My purpose in this section is not to give an overview of population ecology in general, but rather to highlight one key distinction that is often borrowed from this field into other disciplines: the r/K selection distinction.
The symbols “r” and “K” are said to be taken from mathematical models in ecology known as logistics equations. The logistics in question are the logistics of reproduction in continuously reproducing (as opposed to seasonally reproducing) populations, given such variables as the population density and the availability of resources. The core idea is that when resources are abundant, organisms that reproduce the quickest are favored. When resources get depleted and the habitat becomes crowded, slower-growing, slower-reproducing organisms do better. Thus, the r/K-selection distinction identifies two broad regimes of natural selection that give rise to qualitatively different kinds of biological order.
The letters “r” and “K” refer to variables that describe rate of reproduction and carrying capacity of the environment supporting the population, respectively. When resources are so abundant that they are effectively unlimited, the only limit on reproduction is the time it takes to reproduce, i.e. the maximum rate of reproduction (rmax). This maximum rate becomes the selection factor, such that the fastest, most prolific replicators make the largest contributions to future generations. These rate-adapted organisms are called r-selected.
Of course, this growing population will consume resources, changing the logistics of reproduction. Eventually the diminishing availability of key resources will come to be the factor limiting reproduction. There will come a point when the population is as large as the environment can sustain. This upper limit of population density is called carrying capacity and it is represented by the variable K. At K, the net rate of reproduction R0 is constant (at unity), and the intrinsic rate of increase r is zero. At that point, replicators which contribute the highest proportion of surviving offspring across generations exhibit the greatest fitness. These organisms must be adapted to survive in densely populated environments with limited resources and intense competition[1,2].
Organisms generally get larger under K-selection. Various kinds of internal and external specializations become necessary, boosting complexity and the need for organization and coordination. Since the environment is crowded and free resources are not easily available, scattering many offspring far and wide will not accomplish much. Fewer, larger offspring need to be created, packaged with on-board food resources (e.g. eggs that contain yolk sacks). This kind of adaptation is kind of like a plan to have resources available at a steady rate when needed. By developing this internal complexity and differentiation, the organism is able to buffer itself from
some of the instabilities of the outside world.

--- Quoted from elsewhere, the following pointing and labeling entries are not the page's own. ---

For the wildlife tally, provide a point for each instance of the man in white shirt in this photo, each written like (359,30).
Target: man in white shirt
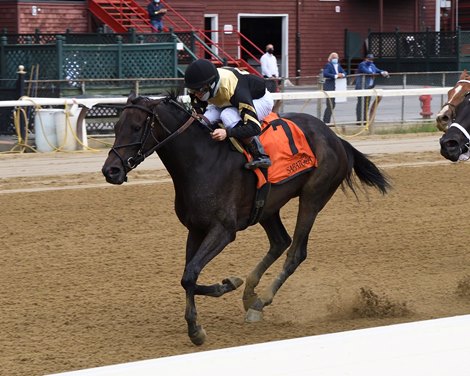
(269,68)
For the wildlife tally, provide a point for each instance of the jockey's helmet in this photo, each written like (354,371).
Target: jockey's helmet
(201,76)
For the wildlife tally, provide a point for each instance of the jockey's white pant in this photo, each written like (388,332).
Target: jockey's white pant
(230,115)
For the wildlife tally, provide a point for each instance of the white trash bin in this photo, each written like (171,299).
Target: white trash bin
(66,130)
(45,129)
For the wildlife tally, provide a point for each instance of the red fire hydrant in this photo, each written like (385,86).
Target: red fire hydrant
(425,106)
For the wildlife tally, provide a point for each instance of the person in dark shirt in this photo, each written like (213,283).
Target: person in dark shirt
(368,71)
(156,12)
(236,98)
(331,71)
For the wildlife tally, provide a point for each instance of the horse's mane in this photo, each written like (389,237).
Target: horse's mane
(171,94)
(465,75)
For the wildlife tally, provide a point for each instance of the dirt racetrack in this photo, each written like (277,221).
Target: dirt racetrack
(89,273)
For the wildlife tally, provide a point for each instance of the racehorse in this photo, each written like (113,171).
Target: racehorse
(451,120)
(214,194)
(455,96)
(455,143)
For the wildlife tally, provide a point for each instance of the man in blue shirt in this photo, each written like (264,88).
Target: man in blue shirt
(331,71)
(156,12)
(367,69)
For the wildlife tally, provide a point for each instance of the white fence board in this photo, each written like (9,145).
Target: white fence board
(425,348)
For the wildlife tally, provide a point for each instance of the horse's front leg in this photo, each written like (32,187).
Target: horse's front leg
(279,241)
(200,250)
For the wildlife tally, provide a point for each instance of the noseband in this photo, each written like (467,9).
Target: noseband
(465,133)
(452,106)
(152,117)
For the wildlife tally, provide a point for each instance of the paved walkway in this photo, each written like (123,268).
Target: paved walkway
(42,164)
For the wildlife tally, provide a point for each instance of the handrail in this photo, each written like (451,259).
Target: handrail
(177,14)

In organizational lifecycle terms, the transition from an r-selection regime to a K-selection regime is like the transition from the P-heavy early stages of Infancy and Go-Go to the more A-heavy stage of Adolescence. In organizations in the earlier stages, the rapid completion of tasks by any means possible is both normal and needed. However, with growing success comes the need to get organized for greater efficiency. Further growth depends on getting some internal process stability and doing some planning for longer business cycles, buffering the organization a bit from instability
and volatility in the external environment.
The r/K selection shift is thus a good model for the PA distinction. It does not help us illuminate transitions to E and I-type selection pressures. Holling’s adaptive renewal cycle sheds more light in that area.